Si accostò al letto, provò a prendere e a stringere la mano dell’infermo: si chinò sul cuscino, e ammorbidendo la voce a un tono di tenerezza, a un belato di vecchia pecora, che a lui stesso parve una canzonatura, provò a chiamare:
— Sor Tognino...
Il malato aprì stentatamente gli occhi, li tenne fissi un pezzo col barlume confuso del moribondo nella faccia rugosa e intrigata del canonico, diè segno di ravvisare e di capire: e li richiuse con una languida espressione di dolore e d’impotenza. La lingua ingrossata non potè articolare sillaba.

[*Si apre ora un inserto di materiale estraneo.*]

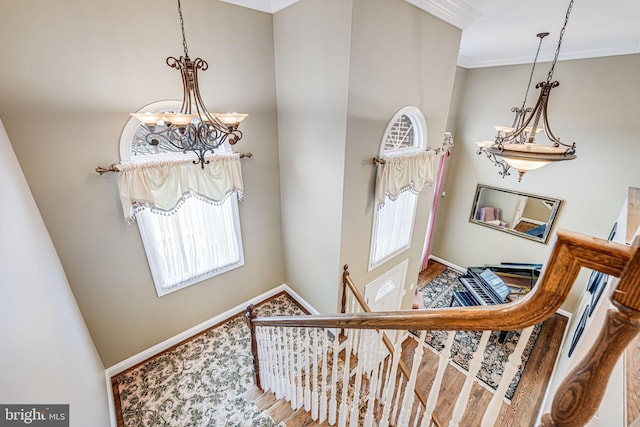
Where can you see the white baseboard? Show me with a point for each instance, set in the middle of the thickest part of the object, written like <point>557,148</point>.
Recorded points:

Anche il prete nel mezzo minuto che stette a guardare negli occhi il suo dannato avversario, sentì qualche cosa d’insolito muoversi di dentro, sotto il peso dei giudizi fatti: e il malinconico paragone della trappola tornò a balenargli nella fantasia. Il vecchio orologio guasto mandò dei rantoli.
— Il caso è grave, senza dubbio... — disse nell’uscire ai parenti che lo circondarono.
— È necessario ch’egli metta in ordine i suoi interessi — tornò a insistere il cav. Borrola.
— Sicuro, tutti più o meno ci siamo implicati — entrò a dire il Botola, che proprio quella mattina, facendo uso della carta bianca concessagli dal Maccagno, aveva anticipato dei denari a Olimpia.